In the current study, a systematic approach was made to evaluate functional annotations across the entire set of protein structures in the PDB. Protein attributes were assembled from the PSI Structural Biology Knowledgebase (SBKB) [23] and other open biological databases. These attributes were examined with regard to their presence in a group of structures that had a given GO term annotation versus structures those that were not assigned with that GO term. The Adaboost classification algorithm, as implemented within the icsiBoost program, was used to identify those protein attributes that differed between the two groups and created classification models [24, 25]. The classification models that were created for all of the GO terms were evaluated against all of the structures in the PDB. As examples of the utility of the predictions made, a review was done for predictions made for protein structures labeled in the PDB as unknown function.

Materials and methods

Assembly of protein attributes

The assembly of protein attributes for each protein structural chain in the PDB was divided into three automated steps: data download, parsing, and integration. The computer programs for the analysis were written in Python, and there were supplementary scripts written in BASH shell and SQL. A list of the programs and their utilities are given in the supplemental data and are available upon request. Downloaded data file formats included csv, tsv, XML, owl, sdf and txt files. The time stamp for the current releases from each data source was 1 Sep 2010.

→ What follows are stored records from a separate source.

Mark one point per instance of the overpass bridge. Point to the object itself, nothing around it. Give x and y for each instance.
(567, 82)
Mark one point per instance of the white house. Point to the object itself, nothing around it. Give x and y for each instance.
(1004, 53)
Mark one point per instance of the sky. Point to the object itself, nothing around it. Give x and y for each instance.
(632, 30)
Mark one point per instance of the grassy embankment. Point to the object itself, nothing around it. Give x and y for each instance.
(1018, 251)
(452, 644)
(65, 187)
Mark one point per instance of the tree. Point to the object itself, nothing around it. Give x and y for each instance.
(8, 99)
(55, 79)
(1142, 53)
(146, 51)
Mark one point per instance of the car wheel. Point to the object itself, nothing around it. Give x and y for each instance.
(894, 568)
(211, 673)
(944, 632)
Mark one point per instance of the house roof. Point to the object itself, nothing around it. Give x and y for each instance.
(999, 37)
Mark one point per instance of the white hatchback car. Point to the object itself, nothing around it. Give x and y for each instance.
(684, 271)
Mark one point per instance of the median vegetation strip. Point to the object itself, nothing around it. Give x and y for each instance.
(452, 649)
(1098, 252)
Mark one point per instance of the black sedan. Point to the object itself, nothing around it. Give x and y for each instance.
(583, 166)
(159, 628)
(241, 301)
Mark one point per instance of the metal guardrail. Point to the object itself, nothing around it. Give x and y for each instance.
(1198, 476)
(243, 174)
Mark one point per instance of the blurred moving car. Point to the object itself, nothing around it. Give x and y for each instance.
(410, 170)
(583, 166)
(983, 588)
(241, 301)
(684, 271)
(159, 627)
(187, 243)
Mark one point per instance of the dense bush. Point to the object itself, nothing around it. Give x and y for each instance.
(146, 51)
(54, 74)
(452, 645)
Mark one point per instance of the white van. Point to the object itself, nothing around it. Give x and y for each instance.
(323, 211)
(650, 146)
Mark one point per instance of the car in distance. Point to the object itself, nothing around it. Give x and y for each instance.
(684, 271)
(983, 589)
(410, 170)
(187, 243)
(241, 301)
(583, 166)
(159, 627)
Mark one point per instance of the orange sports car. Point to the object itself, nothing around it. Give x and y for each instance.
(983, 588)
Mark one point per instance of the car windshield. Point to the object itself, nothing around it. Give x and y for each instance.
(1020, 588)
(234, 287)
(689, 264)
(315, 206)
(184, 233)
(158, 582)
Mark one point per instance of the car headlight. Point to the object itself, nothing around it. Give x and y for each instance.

The following protein attributes were assembled. Cellular and biochemical pathway assignments were extracted from BioCyc [26], CellMap [27], HumanCyc [27], INOH [28], and the NCI Pathway Interaction Database (PID) [29]. Small molecule associations were obtained from BioCyc, BindingDB [30], HumanCyc, DrugBank [31], ChEBI [32], ChEMBL [33], and SMPDB [34]. A common nomenclature for the small molecules called the InChIKey was used, where available, across the small molecules resources of ChEBI, DrugBank, ChEMBL, and SMPDB. The resources SNPs3D and MIM provided disease associations of the protein structures [3537]. Molecular functions, biological processes, cellular locations were based on the Gene Ontology classification system as assigned in SIFTS [38]. Enzyme classifications were as assigned as in the EC2PDB database [11, 39]. Structural domains were identified according to the databases CATH [40] and SCOP [41]. Sequences domain assignments were identified through the Pfam resource [42].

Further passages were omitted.